I am an aging hyper-polyglot, and I periodically do maintenance of little-used languages in order to keep my bragging rights
In the last month I have been restudying Bahasa, which I learned and used once, in 2005-2006.
I am also a cognitive psychologist who knows a bit about consolidation research. In order to activate the retrieval path, I first go through all my previous materials and then find more to progress. Slow-down audio is indispensable for consolidation and retrieval.
I would have normally started with Pimsleur and gone on to FSI. But Pimsleur had not yet done bahasa, and to the best of my knowledge there is no Foreign Service Institute course. There may be peace corps materials, but they are usually sketchy and focus on words rather than grammar.
So in 2005, I started with Edward S. King's Speak Malay and write Malay, printed around 1986. These work very well for Bahasa. A friend took the trouble to read them on cassette.

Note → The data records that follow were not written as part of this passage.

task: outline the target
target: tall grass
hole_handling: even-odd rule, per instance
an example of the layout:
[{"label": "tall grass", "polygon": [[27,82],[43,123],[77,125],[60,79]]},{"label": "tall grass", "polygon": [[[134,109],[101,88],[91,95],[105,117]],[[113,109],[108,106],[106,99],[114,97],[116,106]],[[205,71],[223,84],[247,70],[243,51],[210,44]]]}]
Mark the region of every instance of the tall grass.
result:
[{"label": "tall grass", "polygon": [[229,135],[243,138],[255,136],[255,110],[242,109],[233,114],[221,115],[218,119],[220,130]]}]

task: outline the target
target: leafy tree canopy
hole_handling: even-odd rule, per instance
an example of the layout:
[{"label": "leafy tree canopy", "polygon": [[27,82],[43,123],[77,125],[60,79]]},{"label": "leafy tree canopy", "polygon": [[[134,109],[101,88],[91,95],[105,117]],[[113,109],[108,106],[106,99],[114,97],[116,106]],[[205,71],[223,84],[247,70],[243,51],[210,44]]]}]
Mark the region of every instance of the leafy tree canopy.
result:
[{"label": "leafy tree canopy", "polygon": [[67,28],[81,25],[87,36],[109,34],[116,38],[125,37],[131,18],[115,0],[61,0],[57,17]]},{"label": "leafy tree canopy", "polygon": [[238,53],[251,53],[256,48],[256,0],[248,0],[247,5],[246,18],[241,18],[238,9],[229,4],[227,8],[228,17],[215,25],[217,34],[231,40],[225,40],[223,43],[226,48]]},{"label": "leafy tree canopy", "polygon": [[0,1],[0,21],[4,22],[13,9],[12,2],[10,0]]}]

Then I went on to 'teach yourself indonesian', and to an unknown method from the 1970s that had audio. A few years ago I digitized all cassettes. (The books are out of print, but can still be found on ebay sometimes.
Then I went on to Malcolm Mintz's readings in Indonesian and Malay and a further Listening Comprehension - selections from Malaysian and Indonesian history. These come with audio files. Malcolm Mintz was a professor in Australia, I believe. He is retired but still selling the remaining prints of his excellent books. I can give an email address to those who need it.
These materials, which I studied over about 4 months, provided me with most of the vocabulary I needed to deal with my World Bank job at the time. Bahasa does have grammar of course, but one can progress into vocabulary and content quickly. (Unlike Swahili or Albanian, where one is stuck in basic grammar for quite a while.)
Some of these materials are hard to find or just in my hands. I have therefore deposited the 'teach malay' and write malay audio at the fis-courses.yojik.eu website. Also that unknown method I have with its audio files. The Edward King boosk are clearly out of print, and if in principle one could photocopy them for the sake of knowledge. But the glue breaks easily, so I bought a second set from ebay.
In 2017, someone posted a long set of sentences in the more colloquial dialect. The books above clearly don't deal with it, except in one lesson at 'teach yourself indonesian'. So today we must learn that.